Touring around its downtown enables visitors to observe the neatness with which the locals take care of old buildings raised according to European concepts and design.
Bahía Blanca is a thriving and dynamic city with an architecture that features high inherited value. This may be appreciated in its main tourist attractions. The foundation square and the adjoining blocks where most properties were raised from the late nineteenth century to the 1930s may be appreciated inside its historical shell.
Our tour began at Rivadavia Square, the largest and most beautiful park in the urban settlement. Its gardens are characterized by their tidy structure organized according to symmetry starting at a central point. This is clearly French style. The monument that pays tribute to the first Argentinian president -Bernardino Rivadavia- occupies an outstanding place from which four diagonals open up towards four statues donated by foreign entities.
We appreciated these valuable pieces contributed by the Israeli and English communities.

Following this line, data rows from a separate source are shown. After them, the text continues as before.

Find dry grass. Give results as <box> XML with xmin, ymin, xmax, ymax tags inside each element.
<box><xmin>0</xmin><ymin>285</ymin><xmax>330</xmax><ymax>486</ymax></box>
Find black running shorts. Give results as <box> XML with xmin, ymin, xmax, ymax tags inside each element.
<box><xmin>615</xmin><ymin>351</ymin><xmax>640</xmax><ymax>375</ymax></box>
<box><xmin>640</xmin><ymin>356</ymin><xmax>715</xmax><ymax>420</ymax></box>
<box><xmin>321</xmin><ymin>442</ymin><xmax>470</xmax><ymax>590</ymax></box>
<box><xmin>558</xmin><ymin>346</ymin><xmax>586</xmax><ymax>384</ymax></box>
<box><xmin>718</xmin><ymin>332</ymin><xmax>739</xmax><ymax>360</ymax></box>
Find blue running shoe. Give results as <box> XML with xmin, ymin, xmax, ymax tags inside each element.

In the first case, Argentinian sculptor Israel Hoffman created a work whose three sides symbolize agriculture, industry and science. The English Fountain is an allegory of the axis of progress: navigation, the railway, agriculture and cattle-raising.
Right opposite Rivadavia Square, we saw the Town Hall, a clearly Bourbon building with a 42-meter-tall tower and a significantly big access staircase.
As we left the Town Hall behind, we saw the former Banco de la Provincia de Buenos Aires, featuring Ionic traits with semi circular arched windows and housing community offices.
We were amazed at the façade of the Church Cathedral of Our Lady of Mercy, patron saint of the city. An admirable sight indeed, it is made up by a central body that ends at a sculpture representing the Virgin and the angels, and two side elements that support very tall towers.
The Banco Alemán and Banco de la Nación Argentina buildings stand out for the severity with which the classic regulations of the time in which they were raised are observed. In both cases, the main access and the simple lines with base division, development and crown were given hierarchy. Inside, Banco de la Nación has four Atlas sculptures that pretend to support the integrity of the structure.
At the end of our tour around the downtown, we stopped in front of Palacio de Tribunales, on Estomba Street. Reaching 33 meters of height, it constituted the tallest construction of its time. It features sober steady lines that express the character public venues were supposed to have back when it was erected.
It was enough to go for this brief walk in order to understand how much inhabitants of Bahía Blanca value its days of splendor. Besides, the city is a meeting point half way through the large extensions of Patagonia and the Buenos Aires pampas. Its bet on the future with its human, commercial and cultural potential is evidenced in its avenues and public attractions.